A senior executive at the firm, Greg Smith, quit today in spectacular fashion, announcing his resignation in a scathing New York Times editorial in which he accused the firm of gleefully “ripping off” its clients and succumbing to short-term greed.
Within today’s Goldman Sachs, Smith says, senior bankers often refer to the firm’s clients as “muppets.”
The firm has lost the culture of integrity, teamwork, and humility that once made it great, Smith says, and instead has become a place that is “as toxic and destructive as I have ever seen it.”
“It makes me ill how callously people [in the firm] talk about ripping their clients off,” Smith continues… “Leadership [at the firm] used to be about ideas, setting an example, and doing the right thing. Today, if you make enough money for the firm (and are not currently an ax murderer) you will be promoted into a position of influence.”
To say this is a devastating indictment of Goldman is an understatement.

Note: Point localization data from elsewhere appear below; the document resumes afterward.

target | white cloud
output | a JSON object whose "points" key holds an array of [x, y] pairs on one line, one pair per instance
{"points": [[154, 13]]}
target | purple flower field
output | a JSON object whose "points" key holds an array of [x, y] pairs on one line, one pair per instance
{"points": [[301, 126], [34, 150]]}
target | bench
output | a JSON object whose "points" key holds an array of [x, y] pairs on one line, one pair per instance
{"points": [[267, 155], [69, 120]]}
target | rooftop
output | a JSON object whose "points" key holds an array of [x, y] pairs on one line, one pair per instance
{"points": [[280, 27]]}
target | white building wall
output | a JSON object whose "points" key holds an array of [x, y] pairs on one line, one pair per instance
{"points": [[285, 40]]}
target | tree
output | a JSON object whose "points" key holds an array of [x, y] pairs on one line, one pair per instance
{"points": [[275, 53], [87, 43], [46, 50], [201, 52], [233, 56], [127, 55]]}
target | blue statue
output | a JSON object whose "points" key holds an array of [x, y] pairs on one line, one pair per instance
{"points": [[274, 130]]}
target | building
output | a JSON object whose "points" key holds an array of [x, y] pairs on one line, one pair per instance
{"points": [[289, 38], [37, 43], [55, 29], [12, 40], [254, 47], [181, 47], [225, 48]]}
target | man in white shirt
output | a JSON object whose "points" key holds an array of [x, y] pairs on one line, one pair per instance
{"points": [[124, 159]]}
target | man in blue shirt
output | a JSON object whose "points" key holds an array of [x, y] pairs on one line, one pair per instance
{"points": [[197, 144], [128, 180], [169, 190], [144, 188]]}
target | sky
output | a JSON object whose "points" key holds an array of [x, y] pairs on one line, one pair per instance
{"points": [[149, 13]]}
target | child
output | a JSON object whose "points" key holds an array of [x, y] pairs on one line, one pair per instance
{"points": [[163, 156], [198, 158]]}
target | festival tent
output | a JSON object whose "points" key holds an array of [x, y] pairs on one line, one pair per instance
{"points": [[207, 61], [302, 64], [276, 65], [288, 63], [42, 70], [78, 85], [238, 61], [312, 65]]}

Outside observers have been saying similar things about the firm for years, but Goldman’s response has been that it always puts its clients first and that outsiders–including Congress-people–just don’t understand its business.
But now an insider has said the same thing.
And it seems to verify every criticism that has been lobbed at Goldman over the past several years.
When I worked on Wall Street in the 1990s, Goldman Sachs had a pristine reputation. The firm certainly wasn’t “humble,” by any means, and then, as ever, rainmakers generally did well. But Goldman also wasn’t as venal and callous as the firm Smith describes today. And in those days, it would have been inconceivable to think that a departing Goldman executive would write a public screed like this.
Smith hopes that his editorial will serve as a wake-up call for Goldman’s Board of Directors, which itself was tarred by a disgraceful insider-trading scandal last year. Assuming the reality is as Smith describes it, Goldman employees and shareholders would do well to take a long, hard look in the mirror.
(Meanwhile, a former aide of Treasury Secretary Tim Geithner has just joined Goldman Sachs as the head of global communications. He’s certainly going to have a busy first day!)